I agree on high end very difficult stuff like nukes and the like, but we often also see government fail at very mundane things like “keep roads in repair” or “build a railroad”. Sometimes that is because other parts of the government have different priorities like “prevent anyone from building anything ever”, but then how do you determine the capacity there? Is it low because group A can’t put in a railroad line, or high because group B prevents people from doing things they don’t like?
Virginia isn't competitive anymore. COVID was a narrow fluke. Its going to be governed in a California like way going forward.
"I would just point out that if people were spending their own money, including money given to them by the government, they would not spend it on nonexistent day cares."

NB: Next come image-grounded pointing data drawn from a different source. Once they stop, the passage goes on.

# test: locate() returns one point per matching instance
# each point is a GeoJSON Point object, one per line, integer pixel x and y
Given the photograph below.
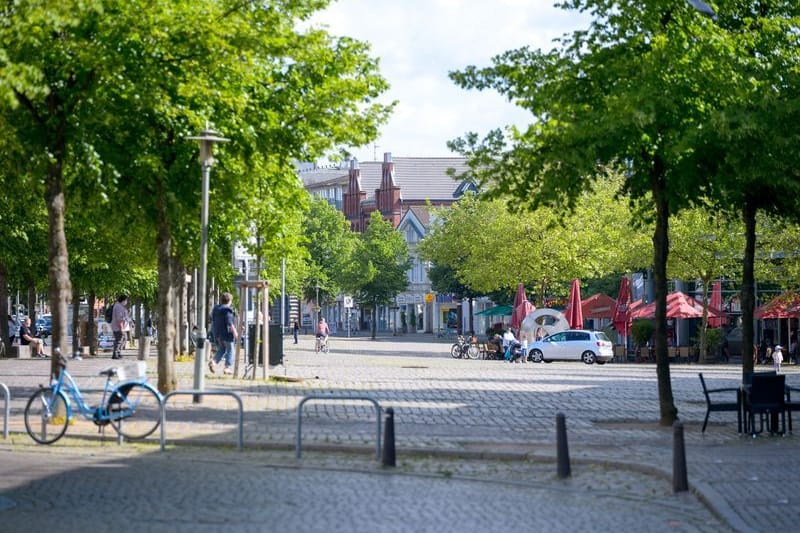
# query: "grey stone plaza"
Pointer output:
{"type": "Point", "coordinates": [475, 446]}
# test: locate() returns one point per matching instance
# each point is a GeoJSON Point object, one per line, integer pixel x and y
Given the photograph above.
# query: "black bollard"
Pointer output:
{"type": "Point", "coordinates": [562, 449]}
{"type": "Point", "coordinates": [388, 439]}
{"type": "Point", "coordinates": [680, 480]}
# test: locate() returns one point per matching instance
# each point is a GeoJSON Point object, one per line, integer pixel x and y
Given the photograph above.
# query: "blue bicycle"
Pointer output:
{"type": "Point", "coordinates": [131, 405]}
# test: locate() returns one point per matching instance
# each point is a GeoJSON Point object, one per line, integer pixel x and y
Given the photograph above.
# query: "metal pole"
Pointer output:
{"type": "Point", "coordinates": [200, 357]}
{"type": "Point", "coordinates": [283, 295]}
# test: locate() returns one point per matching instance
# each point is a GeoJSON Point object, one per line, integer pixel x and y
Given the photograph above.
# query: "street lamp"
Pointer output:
{"type": "Point", "coordinates": [207, 138]}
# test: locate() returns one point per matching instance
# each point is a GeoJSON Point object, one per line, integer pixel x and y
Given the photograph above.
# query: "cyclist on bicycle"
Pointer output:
{"type": "Point", "coordinates": [322, 332]}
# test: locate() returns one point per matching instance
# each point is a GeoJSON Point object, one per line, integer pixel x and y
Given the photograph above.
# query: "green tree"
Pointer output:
{"type": "Point", "coordinates": [749, 149]}
{"type": "Point", "coordinates": [631, 91]}
{"type": "Point", "coordinates": [377, 273]}
{"type": "Point", "coordinates": [542, 248]}
{"type": "Point", "coordinates": [705, 245]}
{"type": "Point", "coordinates": [330, 244]}
{"type": "Point", "coordinates": [119, 87]}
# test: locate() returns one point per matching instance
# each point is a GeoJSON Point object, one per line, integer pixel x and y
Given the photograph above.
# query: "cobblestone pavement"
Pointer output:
{"type": "Point", "coordinates": [500, 416]}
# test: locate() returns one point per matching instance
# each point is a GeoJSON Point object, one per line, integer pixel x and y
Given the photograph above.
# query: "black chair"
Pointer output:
{"type": "Point", "coordinates": [734, 406]}
{"type": "Point", "coordinates": [790, 405]}
{"type": "Point", "coordinates": [747, 381]}
{"type": "Point", "coordinates": [767, 398]}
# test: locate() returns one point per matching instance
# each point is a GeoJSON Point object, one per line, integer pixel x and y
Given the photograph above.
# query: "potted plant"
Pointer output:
{"type": "Point", "coordinates": [641, 333]}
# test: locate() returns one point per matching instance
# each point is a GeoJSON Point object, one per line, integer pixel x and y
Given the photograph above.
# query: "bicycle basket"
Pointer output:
{"type": "Point", "coordinates": [136, 371]}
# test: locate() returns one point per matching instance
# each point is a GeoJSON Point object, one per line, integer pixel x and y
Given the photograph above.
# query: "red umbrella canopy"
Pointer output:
{"type": "Point", "coordinates": [574, 312]}
{"type": "Point", "coordinates": [678, 306]}
{"type": "Point", "coordinates": [622, 312]}
{"type": "Point", "coordinates": [521, 307]}
{"type": "Point", "coordinates": [786, 305]}
{"type": "Point", "coordinates": [716, 303]}
{"type": "Point", "coordinates": [598, 306]}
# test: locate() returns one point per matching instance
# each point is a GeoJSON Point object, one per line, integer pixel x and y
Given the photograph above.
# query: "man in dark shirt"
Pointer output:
{"type": "Point", "coordinates": [26, 338]}
{"type": "Point", "coordinates": [223, 327]}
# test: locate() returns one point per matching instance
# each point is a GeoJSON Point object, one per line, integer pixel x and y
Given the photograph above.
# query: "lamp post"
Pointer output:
{"type": "Point", "coordinates": [207, 138]}
{"type": "Point", "coordinates": [317, 307]}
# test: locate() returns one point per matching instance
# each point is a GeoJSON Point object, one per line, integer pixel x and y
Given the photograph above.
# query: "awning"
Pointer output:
{"type": "Point", "coordinates": [497, 310]}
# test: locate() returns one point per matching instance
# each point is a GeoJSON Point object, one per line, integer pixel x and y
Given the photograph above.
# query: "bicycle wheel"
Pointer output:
{"type": "Point", "coordinates": [46, 416]}
{"type": "Point", "coordinates": [134, 410]}
{"type": "Point", "coordinates": [473, 352]}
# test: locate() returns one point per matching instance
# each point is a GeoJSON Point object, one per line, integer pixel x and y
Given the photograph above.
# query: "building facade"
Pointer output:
{"type": "Point", "coordinates": [406, 191]}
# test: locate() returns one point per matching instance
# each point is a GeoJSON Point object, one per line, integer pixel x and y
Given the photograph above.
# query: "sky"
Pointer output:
{"type": "Point", "coordinates": [420, 41]}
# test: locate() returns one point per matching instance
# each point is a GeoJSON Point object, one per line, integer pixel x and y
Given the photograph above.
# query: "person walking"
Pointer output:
{"type": "Point", "coordinates": [119, 317]}
{"type": "Point", "coordinates": [777, 358]}
{"type": "Point", "coordinates": [322, 334]}
{"type": "Point", "coordinates": [26, 338]}
{"type": "Point", "coordinates": [13, 330]}
{"type": "Point", "coordinates": [223, 327]}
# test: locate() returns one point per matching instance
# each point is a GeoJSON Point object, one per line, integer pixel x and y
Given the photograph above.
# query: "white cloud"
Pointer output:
{"type": "Point", "coordinates": [420, 41]}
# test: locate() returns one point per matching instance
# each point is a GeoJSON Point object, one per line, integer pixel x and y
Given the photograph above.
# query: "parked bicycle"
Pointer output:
{"type": "Point", "coordinates": [464, 349]}
{"type": "Point", "coordinates": [132, 406]}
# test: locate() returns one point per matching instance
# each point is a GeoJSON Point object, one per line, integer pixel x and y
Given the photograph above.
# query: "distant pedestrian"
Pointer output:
{"type": "Point", "coordinates": [777, 358]}
{"type": "Point", "coordinates": [119, 317]}
{"type": "Point", "coordinates": [26, 338]}
{"type": "Point", "coordinates": [13, 329]}
{"type": "Point", "coordinates": [223, 327]}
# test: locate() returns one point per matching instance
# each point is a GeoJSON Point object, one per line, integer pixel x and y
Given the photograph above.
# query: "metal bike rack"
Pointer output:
{"type": "Point", "coordinates": [299, 446]}
{"type": "Point", "coordinates": [202, 393]}
{"type": "Point", "coordinates": [7, 410]}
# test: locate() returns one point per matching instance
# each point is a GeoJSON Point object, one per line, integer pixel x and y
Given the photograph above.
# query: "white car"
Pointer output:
{"type": "Point", "coordinates": [573, 345]}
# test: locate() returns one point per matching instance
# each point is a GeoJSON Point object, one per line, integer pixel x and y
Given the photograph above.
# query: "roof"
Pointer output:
{"type": "Point", "coordinates": [419, 178]}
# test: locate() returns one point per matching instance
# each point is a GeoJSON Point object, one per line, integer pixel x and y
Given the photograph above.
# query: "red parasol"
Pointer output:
{"type": "Point", "coordinates": [622, 314]}
{"type": "Point", "coordinates": [574, 312]}
{"type": "Point", "coordinates": [716, 303]}
{"type": "Point", "coordinates": [598, 306]}
{"type": "Point", "coordinates": [678, 306]}
{"type": "Point", "coordinates": [521, 307]}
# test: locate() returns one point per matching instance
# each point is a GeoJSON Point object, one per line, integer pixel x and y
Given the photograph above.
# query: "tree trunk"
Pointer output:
{"type": "Point", "coordinates": [175, 271]}
{"type": "Point", "coordinates": [31, 300]}
{"type": "Point", "coordinates": [668, 411]}
{"type": "Point", "coordinates": [471, 317]}
{"type": "Point", "coordinates": [704, 322]}
{"type": "Point", "coordinates": [167, 381]}
{"type": "Point", "coordinates": [4, 306]}
{"type": "Point", "coordinates": [76, 323]}
{"type": "Point", "coordinates": [91, 333]}
{"type": "Point", "coordinates": [748, 287]}
{"type": "Point", "coordinates": [60, 288]}
{"type": "Point", "coordinates": [191, 307]}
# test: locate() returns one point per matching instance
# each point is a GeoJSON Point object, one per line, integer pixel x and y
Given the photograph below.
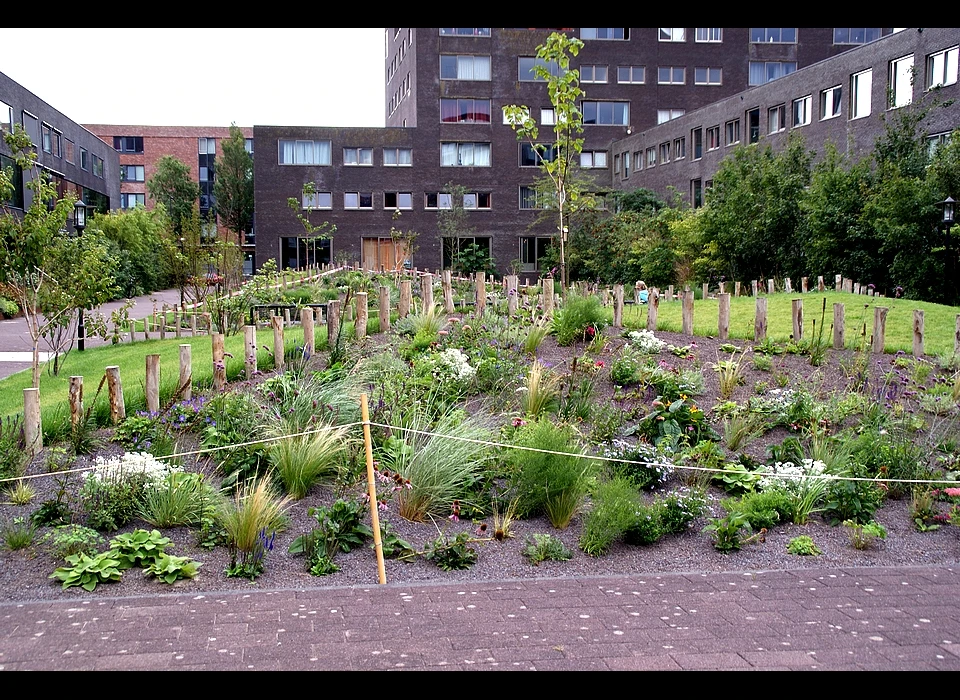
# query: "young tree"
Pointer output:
{"type": "Point", "coordinates": [233, 186]}
{"type": "Point", "coordinates": [563, 88]}
{"type": "Point", "coordinates": [174, 188]}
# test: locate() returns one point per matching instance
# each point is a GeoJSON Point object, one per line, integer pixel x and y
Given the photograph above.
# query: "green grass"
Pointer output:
{"type": "Point", "coordinates": [939, 320]}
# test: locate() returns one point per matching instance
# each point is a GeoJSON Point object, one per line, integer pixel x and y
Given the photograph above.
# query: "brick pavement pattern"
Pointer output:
{"type": "Point", "coordinates": [900, 618]}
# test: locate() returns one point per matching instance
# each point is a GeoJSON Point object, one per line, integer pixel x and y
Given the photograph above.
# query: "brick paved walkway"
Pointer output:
{"type": "Point", "coordinates": [855, 619]}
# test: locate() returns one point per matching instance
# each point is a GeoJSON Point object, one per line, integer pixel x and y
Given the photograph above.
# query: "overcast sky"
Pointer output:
{"type": "Point", "coordinates": [203, 77]}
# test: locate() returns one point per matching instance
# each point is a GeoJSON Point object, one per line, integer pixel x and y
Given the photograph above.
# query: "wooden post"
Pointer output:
{"type": "Point", "coordinates": [480, 294]}
{"type": "Point", "coordinates": [360, 325]}
{"type": "Point", "coordinates": [760, 320]}
{"type": "Point", "coordinates": [839, 326]}
{"type": "Point", "coordinates": [333, 317]}
{"type": "Point", "coordinates": [723, 319]}
{"type": "Point", "coordinates": [447, 284]}
{"type": "Point", "coordinates": [918, 332]}
{"type": "Point", "coordinates": [383, 312]}
{"type": "Point", "coordinates": [618, 306]}
{"type": "Point", "coordinates": [278, 347]}
{"type": "Point", "coordinates": [250, 350]}
{"type": "Point", "coordinates": [426, 291]}
{"type": "Point", "coordinates": [797, 314]}
{"type": "Point", "coordinates": [186, 372]}
{"type": "Point", "coordinates": [309, 333]}
{"type": "Point", "coordinates": [653, 306]}
{"type": "Point", "coordinates": [406, 297]}
{"type": "Point", "coordinates": [32, 434]}
{"type": "Point", "coordinates": [152, 383]}
{"type": "Point", "coordinates": [513, 292]}
{"type": "Point", "coordinates": [687, 313]}
{"type": "Point", "coordinates": [879, 328]}
{"type": "Point", "coordinates": [219, 362]}
{"type": "Point", "coordinates": [76, 400]}
{"type": "Point", "coordinates": [118, 409]}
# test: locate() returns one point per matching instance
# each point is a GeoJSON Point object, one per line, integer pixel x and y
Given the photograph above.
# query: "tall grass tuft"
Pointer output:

This took me a few tries to parse. It seemed to be saying that the fraudsters would be more careful in how they spent their stolen taxpayer loot and would not set up fake day care centers. Now I think it means families who get subsidies for day care for their real children would not give that day care subsidy money to non-existent day care centers.

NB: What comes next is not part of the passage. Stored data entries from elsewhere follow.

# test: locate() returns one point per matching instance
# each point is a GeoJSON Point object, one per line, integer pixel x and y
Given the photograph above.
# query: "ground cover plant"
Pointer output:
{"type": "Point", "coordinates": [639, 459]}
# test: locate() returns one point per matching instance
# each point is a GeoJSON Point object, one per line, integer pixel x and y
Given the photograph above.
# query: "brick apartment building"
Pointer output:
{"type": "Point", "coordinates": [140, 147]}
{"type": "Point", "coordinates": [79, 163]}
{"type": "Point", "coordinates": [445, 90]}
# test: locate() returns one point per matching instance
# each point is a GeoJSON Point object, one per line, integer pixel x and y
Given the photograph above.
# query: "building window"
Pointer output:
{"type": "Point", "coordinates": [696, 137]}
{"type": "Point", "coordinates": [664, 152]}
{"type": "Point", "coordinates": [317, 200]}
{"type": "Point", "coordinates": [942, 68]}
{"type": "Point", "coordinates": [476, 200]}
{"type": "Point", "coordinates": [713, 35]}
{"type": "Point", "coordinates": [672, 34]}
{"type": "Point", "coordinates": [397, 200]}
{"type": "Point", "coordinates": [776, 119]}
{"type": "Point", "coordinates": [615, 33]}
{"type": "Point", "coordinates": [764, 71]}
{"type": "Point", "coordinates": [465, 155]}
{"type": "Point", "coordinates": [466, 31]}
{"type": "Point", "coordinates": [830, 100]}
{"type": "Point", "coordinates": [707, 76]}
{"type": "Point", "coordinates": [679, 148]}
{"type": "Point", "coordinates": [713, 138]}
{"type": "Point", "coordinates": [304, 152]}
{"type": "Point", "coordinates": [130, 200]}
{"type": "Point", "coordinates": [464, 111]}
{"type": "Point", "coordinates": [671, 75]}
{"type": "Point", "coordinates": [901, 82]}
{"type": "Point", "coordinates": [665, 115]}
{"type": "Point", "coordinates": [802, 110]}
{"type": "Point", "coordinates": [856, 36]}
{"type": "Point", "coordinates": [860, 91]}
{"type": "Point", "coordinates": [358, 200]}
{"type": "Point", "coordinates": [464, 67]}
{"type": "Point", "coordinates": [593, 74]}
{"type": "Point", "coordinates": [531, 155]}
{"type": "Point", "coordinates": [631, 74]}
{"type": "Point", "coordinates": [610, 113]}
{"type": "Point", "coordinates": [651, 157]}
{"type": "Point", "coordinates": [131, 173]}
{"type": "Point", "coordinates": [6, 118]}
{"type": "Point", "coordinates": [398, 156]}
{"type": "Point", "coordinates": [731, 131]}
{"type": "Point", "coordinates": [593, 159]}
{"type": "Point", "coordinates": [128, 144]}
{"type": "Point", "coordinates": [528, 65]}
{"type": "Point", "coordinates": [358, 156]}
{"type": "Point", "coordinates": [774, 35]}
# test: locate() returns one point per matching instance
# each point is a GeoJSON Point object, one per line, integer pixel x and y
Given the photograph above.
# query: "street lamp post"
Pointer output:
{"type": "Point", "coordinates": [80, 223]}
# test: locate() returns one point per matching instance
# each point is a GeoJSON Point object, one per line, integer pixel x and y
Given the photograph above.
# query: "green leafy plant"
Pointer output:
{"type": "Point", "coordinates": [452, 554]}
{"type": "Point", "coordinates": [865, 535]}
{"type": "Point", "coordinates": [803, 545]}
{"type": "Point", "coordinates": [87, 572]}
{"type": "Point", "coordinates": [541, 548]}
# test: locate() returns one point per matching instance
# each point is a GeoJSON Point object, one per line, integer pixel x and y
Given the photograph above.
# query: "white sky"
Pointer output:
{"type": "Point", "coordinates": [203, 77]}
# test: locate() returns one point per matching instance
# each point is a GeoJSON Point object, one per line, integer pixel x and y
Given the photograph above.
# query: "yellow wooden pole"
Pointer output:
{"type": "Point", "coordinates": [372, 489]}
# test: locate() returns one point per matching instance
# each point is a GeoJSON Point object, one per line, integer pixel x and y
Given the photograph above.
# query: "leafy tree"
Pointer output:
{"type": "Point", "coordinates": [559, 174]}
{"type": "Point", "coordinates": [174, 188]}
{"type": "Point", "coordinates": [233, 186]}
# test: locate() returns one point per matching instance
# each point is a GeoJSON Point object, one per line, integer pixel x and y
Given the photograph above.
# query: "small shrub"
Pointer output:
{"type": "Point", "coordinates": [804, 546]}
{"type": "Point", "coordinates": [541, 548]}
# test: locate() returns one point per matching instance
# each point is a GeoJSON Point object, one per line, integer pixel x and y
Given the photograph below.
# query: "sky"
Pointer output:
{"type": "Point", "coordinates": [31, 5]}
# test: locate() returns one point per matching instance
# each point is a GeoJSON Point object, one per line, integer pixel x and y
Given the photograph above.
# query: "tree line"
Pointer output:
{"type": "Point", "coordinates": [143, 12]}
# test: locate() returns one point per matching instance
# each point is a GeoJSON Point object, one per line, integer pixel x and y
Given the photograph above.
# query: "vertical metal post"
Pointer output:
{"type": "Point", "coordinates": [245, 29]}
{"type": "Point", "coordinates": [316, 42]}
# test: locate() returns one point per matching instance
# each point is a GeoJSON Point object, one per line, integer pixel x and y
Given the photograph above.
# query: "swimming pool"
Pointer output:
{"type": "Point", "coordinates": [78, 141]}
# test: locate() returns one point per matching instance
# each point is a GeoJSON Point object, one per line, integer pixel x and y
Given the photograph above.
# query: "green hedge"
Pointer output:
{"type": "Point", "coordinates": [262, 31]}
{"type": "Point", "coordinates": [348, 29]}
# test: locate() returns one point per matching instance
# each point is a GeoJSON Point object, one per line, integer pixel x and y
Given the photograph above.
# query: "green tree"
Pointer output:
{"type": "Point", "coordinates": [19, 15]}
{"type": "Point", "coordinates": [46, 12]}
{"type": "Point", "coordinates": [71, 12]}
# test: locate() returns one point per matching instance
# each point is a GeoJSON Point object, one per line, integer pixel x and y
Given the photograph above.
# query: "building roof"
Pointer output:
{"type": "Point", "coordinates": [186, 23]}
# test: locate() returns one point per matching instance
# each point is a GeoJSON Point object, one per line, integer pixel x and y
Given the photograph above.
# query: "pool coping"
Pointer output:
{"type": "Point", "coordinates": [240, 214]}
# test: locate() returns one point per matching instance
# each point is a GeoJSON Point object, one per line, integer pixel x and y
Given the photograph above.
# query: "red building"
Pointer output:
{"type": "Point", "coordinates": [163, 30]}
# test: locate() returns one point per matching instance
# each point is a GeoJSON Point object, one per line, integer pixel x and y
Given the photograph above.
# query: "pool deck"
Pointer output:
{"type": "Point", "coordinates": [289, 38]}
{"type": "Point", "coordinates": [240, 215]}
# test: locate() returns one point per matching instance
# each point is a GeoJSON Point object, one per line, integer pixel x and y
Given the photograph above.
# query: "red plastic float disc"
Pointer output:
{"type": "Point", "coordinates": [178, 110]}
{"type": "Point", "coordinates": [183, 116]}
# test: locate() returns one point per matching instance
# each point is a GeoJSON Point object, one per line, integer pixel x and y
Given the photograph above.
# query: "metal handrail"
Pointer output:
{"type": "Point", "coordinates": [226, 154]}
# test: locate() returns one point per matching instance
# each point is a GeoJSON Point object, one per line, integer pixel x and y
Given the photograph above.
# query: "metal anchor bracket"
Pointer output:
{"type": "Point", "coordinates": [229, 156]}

But I'm not sure I agree with that. Why not collect that subsidy, take care of your children yourself or stash them with cheaper day cares, and give the surplus to the non-existent day cares as a way of supporting terrorists or rebels back in the home country?

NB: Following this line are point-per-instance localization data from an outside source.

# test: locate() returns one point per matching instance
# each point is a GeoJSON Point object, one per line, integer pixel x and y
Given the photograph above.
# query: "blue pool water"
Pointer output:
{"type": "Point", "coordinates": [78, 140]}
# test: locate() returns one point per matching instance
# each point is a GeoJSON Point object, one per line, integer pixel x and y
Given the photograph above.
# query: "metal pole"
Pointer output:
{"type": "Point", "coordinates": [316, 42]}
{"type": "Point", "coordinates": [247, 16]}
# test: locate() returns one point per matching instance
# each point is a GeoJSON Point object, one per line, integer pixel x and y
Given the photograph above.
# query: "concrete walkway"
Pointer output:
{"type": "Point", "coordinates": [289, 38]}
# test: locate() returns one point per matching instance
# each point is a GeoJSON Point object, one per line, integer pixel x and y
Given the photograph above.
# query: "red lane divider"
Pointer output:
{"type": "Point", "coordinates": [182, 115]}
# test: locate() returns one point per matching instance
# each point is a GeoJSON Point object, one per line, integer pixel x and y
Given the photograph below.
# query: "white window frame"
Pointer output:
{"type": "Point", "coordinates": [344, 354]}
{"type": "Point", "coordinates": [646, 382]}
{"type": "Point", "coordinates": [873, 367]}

The right way to parse it is that if the grants were made in the form of vouchers given to families which they could only use to pay for daycare, then it would be structurally fraud-resistant, since then they would use it to pay for actual daycare, and not hand the voucher over to a leering center that cashed it in but wasn't watching their kids. In the alternative you could be comfortable with them either using it or just keeping the cash, whichever they value higher, but the programs aren't like mini-UBI and justified in terms of just giving out benefits but particularly in terms of a "need" for daycare provided by commercial providers. Of course it's not quite true that they wouldn't give the money to fakers, because what happened in the past was precisely that parents would watch their own kids anyway, but still apply for the vouchers if eligible, then give the vouchers to fake leering centers because *participating* in the conspiracy of fraud by collecting kickbacks.
To deal with this, the government came up with the plan to pay providers directly, but prevent fraud by requiring some kind of verification of enrollments and the identities of the kids. Reportedly, this worked ok, indeed, too well for those who wanted more fraud, which is why Biden had HHS amend the CCDF rule in 2024 that not only neutralized the existing anti-fraud and oversight measures but *also told* states to not get in the way on their own initiative and *required* them to pay providers before any verification or confirmation. But there was zero issue with providers not getting paid or facing big delays before that rule change. You couldn't come up with a better recipe for a sudden major expansion of fraud, and no surprise, that's what we got, by design.
Sure you claiming that the vast majority of the Somali MN daycare fraud occurred only after March 2024?!? This is not how I understand the story. But I confess I ain’t followed it all that closely.